Bereft of its Second World War foe, the Nazi regime, the agency considered the Soviet Union the rightful enemy President Harry Truman was alluding to in his historic address to a joint session of the Congress on March 12, 1947. But, as demonstrated by Weiner, the mighty organisation created to fight Marxism could have been run by the Marx brothers themselves, had its record not been splattered with so much gore.
Hundreds of its agents, local but now and then Americans as well, were spotted by the KGB and intelligence agencies belonging to the Eastern European, Asian or South American countries, then arrested, tortured and executed without the CIA being able to identify the mole in its own ranks.
In 1994 the agency spied on its own ambassador in Guatemala, Marilyn McAfee.
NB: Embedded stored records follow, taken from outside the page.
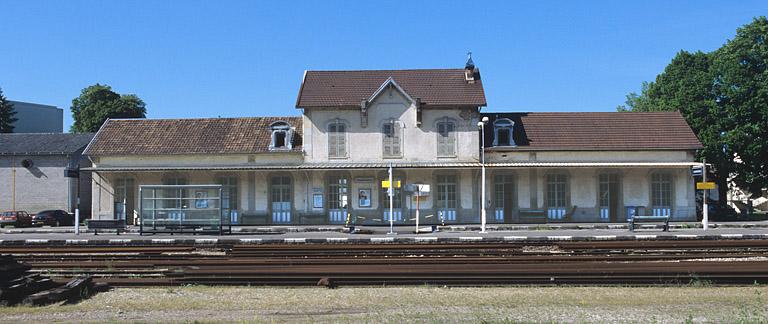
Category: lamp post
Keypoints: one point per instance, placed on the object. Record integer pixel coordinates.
(481, 124)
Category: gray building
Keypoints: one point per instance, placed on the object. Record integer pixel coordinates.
(32, 172)
(36, 118)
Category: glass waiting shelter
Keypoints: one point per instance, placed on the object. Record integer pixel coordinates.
(182, 209)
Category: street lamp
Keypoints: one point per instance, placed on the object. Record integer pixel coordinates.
(481, 125)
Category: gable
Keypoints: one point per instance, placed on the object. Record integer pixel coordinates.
(432, 87)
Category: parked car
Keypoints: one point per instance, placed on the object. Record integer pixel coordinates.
(53, 218)
(15, 218)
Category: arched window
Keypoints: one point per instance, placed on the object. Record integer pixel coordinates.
(282, 135)
(446, 138)
(337, 139)
(661, 194)
(392, 139)
(556, 195)
(502, 132)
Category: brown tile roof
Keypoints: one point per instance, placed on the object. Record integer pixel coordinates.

Secretly planted microphones in her bedroom recorded hushed sweet nothings addressed to someone named Murphy. The CIA promptly sent the Murphy Memo to Washington, incontestably concluding that Her Excellency was having a clandestine amorous affair with her own secretary, a young woman named Carol Murphy, and was hence a lesbian.
It was left to the ambassador herself to prove that her two-year-old black poodle was coincidentally also named Murphy and that those terms of endearment were meant exclusively for his woolly ears.
But the greatest faux pas of all will probably remain the quasi-theatrical performance by the then Secretary of State Colin Powell at the United Nations on Feb 5, 2003, flaunting graphic details of the depots where Saddam was supposed to store his Weapons of Mass Destruction. The images were provided by the CIA. These WMDs never existed.
From Ike to JFK to Nixon, from Carter to Reagan to the Bushes to Clinton, each president was initially aghast to learn of the CIAs covert operations and gargantuan expenses, often without congressional assent, even knowledge. Each president vowed to cut the agency down to size. Each president ended up playing the CIAs game and enhanced its powers to aliment his own fixation.
The result was, inevitably, unfailingly, monumental bloomers. JFKs obsession with the assassination of Fidel Castro drove him to the Bay of Pigs disaster while Nixons determination to use the agencys overseas expertise to spy on political adversaries at home brought him the Watergate stigma.
Jimmy Carters attempts to free American hostages in Iran were an unending tragicomedy and Ronald Reagan barely escaped with the skin of his teeth the Iran-Contra fiasco, though his legacy will remain his Mosaic commandment before the Berlin wall: Mr Gorbachev, bring down that wall!
The less said about Bill Clinton the better. In Weiners words: No commander in chief since Calvin Coolidge had come to the White House thinking less about the wider world. When he spun the globe, it always came back to rest on the United States.
Clinton was not the least interested in the agencys work. The CIA director of the time, Jim Woolsey, put it succinctly: I didnt have a bad relationship with the president. I just didnt have one at all! Clintons gaffes include ordering a shower of Tomahawk missiles on a house in Iraq identified by the CIA as a terrorist training camp and ending in the massacre of an entire family.
Following the bombings of US embassies in Nairobi and Dar es Salaam in 1998, he ordered similar firing of a dozen or so cruise missiles (a million dollars a piece) on the supposed hideout of Osama bin Laden in Afghanistan (also pinpointed by the CIA). At the receiving end of the deadly rain this time was a caravan of 20 camel riders. The agency would miss many more chances to get Bin Laden.